Future clinical practice should reinforce multidisciplinary coordination so that physicians, pharmacists, and nurses play a more active role in patient care. The screening of patients for multidrug-resistant bacteria in the neurologic intensive care unit should be a routine part of the treatment of patients after admission. In the process of stepping and standardizing the medication regimen of patients, pharmacists should serve as a guide. Physicians and pharmacists will work together in the future to pursue and develop therapeutic medications41,42,43. Nurses are essential components of clinical practice and should play a full role in preventing MDROs and managing them on a daily basis. A high incidence of MDROs in Neuro-ICU makes multidisciplinary work necessary for effective prevention and management of MDRO infections.

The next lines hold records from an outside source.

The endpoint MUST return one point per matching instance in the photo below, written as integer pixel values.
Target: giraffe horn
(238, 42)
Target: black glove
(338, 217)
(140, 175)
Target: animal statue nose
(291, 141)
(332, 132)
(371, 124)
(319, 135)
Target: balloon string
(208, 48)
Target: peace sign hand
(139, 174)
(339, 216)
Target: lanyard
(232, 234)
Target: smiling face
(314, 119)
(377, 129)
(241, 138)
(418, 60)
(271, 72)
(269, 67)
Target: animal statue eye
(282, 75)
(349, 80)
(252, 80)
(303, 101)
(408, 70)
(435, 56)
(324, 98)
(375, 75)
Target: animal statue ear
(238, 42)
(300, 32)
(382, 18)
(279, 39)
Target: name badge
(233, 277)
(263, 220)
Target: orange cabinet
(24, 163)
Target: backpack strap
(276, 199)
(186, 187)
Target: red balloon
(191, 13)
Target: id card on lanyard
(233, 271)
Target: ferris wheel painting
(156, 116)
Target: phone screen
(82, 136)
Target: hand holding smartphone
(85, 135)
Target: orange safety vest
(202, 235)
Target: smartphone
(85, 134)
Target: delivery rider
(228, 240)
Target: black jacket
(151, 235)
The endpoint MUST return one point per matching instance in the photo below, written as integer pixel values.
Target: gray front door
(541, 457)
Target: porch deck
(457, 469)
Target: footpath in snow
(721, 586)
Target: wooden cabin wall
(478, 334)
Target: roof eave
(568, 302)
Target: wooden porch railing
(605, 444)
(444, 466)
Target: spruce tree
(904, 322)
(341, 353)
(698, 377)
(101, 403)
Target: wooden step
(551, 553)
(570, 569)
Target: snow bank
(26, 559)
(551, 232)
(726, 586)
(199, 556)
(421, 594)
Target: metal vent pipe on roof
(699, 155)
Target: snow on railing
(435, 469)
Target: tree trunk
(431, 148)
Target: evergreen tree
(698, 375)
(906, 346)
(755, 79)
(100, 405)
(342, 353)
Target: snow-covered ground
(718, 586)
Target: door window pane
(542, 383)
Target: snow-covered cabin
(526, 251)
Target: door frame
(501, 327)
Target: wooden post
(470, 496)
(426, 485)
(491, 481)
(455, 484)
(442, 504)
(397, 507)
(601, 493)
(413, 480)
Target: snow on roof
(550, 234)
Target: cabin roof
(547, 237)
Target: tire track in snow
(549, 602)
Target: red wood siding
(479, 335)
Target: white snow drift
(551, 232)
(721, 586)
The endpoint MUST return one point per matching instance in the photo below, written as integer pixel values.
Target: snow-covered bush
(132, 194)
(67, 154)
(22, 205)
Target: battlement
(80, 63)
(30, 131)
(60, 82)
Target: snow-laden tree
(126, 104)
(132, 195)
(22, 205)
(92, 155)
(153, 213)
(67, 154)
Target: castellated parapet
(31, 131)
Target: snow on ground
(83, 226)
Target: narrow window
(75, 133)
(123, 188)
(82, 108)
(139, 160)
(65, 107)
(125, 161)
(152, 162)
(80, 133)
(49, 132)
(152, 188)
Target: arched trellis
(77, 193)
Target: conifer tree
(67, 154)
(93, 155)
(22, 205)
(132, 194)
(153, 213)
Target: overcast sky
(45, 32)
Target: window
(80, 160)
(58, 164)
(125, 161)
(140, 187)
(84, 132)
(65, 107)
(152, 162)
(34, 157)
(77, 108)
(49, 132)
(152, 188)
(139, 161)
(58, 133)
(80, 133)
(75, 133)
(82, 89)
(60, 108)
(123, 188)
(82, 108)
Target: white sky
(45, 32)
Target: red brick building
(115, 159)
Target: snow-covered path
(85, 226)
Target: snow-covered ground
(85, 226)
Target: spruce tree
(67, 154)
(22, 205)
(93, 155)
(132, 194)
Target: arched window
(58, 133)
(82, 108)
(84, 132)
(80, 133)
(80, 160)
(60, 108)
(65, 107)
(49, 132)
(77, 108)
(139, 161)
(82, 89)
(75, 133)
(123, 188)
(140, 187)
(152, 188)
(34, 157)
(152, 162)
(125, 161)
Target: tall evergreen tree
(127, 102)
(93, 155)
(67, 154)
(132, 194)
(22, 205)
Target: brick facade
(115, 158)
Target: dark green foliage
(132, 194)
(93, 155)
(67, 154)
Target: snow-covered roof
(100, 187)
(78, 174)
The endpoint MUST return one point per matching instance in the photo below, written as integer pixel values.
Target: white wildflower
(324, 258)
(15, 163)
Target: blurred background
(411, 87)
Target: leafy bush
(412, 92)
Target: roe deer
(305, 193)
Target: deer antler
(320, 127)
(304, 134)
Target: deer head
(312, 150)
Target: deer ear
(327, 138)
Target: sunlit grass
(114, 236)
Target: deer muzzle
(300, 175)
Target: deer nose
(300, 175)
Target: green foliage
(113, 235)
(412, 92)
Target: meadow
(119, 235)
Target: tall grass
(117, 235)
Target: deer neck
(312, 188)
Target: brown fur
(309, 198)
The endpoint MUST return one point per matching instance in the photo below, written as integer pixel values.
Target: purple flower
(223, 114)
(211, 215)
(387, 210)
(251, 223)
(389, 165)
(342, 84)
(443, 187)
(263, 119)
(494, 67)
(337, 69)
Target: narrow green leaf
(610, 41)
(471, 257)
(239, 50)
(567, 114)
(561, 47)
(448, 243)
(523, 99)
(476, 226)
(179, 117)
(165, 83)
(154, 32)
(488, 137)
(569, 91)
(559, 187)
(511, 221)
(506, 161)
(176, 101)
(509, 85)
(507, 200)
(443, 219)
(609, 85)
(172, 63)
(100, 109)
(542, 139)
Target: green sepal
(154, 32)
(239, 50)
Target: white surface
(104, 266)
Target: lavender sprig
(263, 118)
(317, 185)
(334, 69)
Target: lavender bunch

There were several limitations in our study. First, this was a retrospective study of a single center, the researchers only collected patient data in a tertiary, a hospital in one province, and the data cannot represent the actual situation in the region or the whole country, and there may be bias. Second, there were less research samples, compared with the comprehensive ICU, Neuro-ICU has a smaller patient population, and the researchers only collected data for the past two years. Finally, although there was established a predictive model based on risk factors, there was no further verification of prediction model, and the impact of the risk prediction model on the actual incidence of MDRO infection in Neuro-ICU patients was not investigated.